Blog da Ana Maria Bahiana

Entre o banal e o fantástico reina Malévola

Ana Maria Bahiana

 

 

maleficent-321154l-imagineA Disney foi o primeiro grande estúdio a compreender completamente o poder do mito, a ideia de que um universo mitológico é muito mais resistente ao tempo e à sucessão de gerações de plateia do que uma única história que se conta apenas uma vez. A Disney sempre investiu em personagens, mundos e mitologias, o que explica amplamente suas recentes aquisições e parcerias: Pixar, Marvel, LucasFilm. Todas elas empresas que, acima de tudo, se dedicam a criar mitos de longa duração.

Nos últimos anos a Disney tem se dedicado a rever e reposicionar mitos. Alice (originalmente criada por Lewis Carroll, é sempre bom lembrar) por Tim Burton; o Mágico de Oz por Sam Raimi; o Cavaleiro Solitário e Tonto por Gore Verbinski; praticamente todos os contos de fadas pela série Once Upon a Time.
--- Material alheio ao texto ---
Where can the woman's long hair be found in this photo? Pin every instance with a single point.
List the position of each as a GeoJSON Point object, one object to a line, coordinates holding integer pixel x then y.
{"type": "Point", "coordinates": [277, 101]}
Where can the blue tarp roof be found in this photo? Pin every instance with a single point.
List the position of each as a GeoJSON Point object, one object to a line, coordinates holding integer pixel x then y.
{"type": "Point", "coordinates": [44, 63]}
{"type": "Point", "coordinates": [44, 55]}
Como o resultado desses esforços tem sido, na melhor das hipóteses, super desigual, fiquei um pouco preocupada quando soube que a Bela Adormecida era a próxima candidata a uma repaginação…

Tenho que admitir: meus temores, embora justificáveis, não se realizaram. Digo mais: de todas as tentativas da Disney, Malévola (Maleficent, 2014, dir. Robert Stromberg) é a melhor releitura até agora.
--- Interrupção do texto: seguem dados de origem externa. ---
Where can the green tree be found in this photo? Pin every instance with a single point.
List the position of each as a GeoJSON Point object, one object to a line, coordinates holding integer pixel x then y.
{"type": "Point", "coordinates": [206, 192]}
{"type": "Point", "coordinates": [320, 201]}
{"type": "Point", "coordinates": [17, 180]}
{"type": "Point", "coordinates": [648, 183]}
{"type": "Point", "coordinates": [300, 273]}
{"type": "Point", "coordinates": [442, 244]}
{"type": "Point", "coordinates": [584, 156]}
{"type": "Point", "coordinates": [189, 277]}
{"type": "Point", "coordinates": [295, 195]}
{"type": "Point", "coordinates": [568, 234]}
Crédito a quem merece: Linda Woolverton (A Bela e a Fera, O Rei Leão), que escreveu o argumento e deu o formato final a um roteiro feito a muitas mãos; Robert Stromberg, que usou sua experiência como premiado supervisor de efeitos especiais para dirigir um filme que é, inteiro, uma fantasia; e Angelina Jolie, claramente se divertindo muito com um papel que é mais complicado do que parece, e compondo um desempenho muito melhor do que era necessário.

O grande achado de Malévola é reposicionar seu conflito inicial – o ato “malévolo” da fada que amaldiçoa a princesa condenando-a a um sono eterno – como uma extensão de um outro conflito : o do mundo fantástico, do impalpável, do misterioso, habitado por fadas, elfos, dragões e espíritos da natureza, e o mundo do dia a dia, onde os seres humanos estão ocupados na disputa de poder e riqueza.
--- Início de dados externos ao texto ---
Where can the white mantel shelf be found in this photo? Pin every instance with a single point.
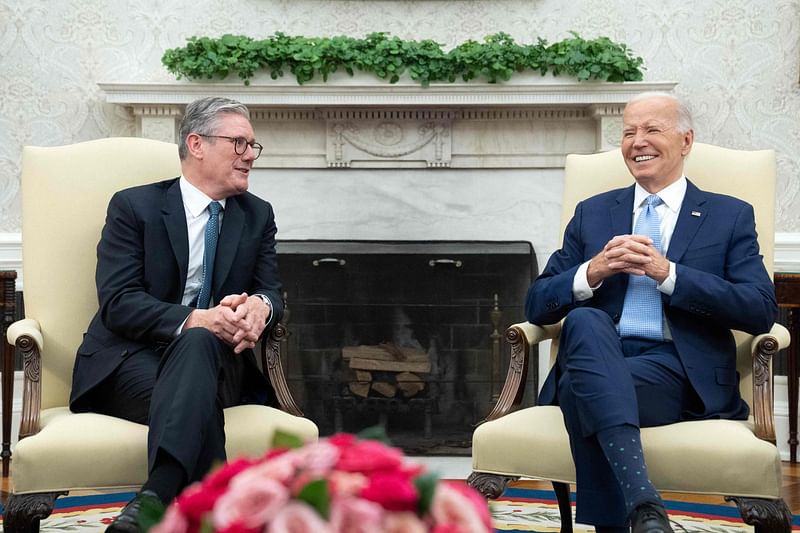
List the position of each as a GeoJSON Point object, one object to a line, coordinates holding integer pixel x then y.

Esse recurso narrativo, dando uma outra moldura a uma história muitas vezes repetida desde o século 17, abre as portas para uma deliciosa exploração de quem realmente seriam os protagonistas do conto de fadas – qual a verdadeira natureza de Malévola, a “fada má”; de Aurora, a princesa amaldiçoada,;e de Stefan, o rei, pai dela.

É um caminho que leva a novas e interessantes conclusões – a maior de todas, uma releitura completa e radical da ideia de “amor verdadeiro” que em geral leva ao “felizes para sempre” das histórias.

Mas não se assustem – Malévola é uma delícia de assistir, uma experiência visual sensacional, uma jornada muito divertida por uma trama que todo mundo acha que conhece. Eu teria preferido menos gente mexendo no roteiro – as costuras das emendas às vezes são aparentes – e ainda não entendo por que ninguém resolveu o primeiro grande problema da história – o fato de  nossa heroína se chamar “Malévola”, um nome que, por si só, já determina como olhamos para a personagem. Certo que a Disney tem que manter bem lustradas as suas marcas – no caso, os nomes de seus personagens – mas há recursos simples de criação que poderiam ter contornado isso.

Mas isso não impede de ser uma ótima maneira de passar 97 minutos – leve as crianças se precisar de um pretexto…

 Malévola estreia nesta quinta feira, dia 29, aqui e no Brasil.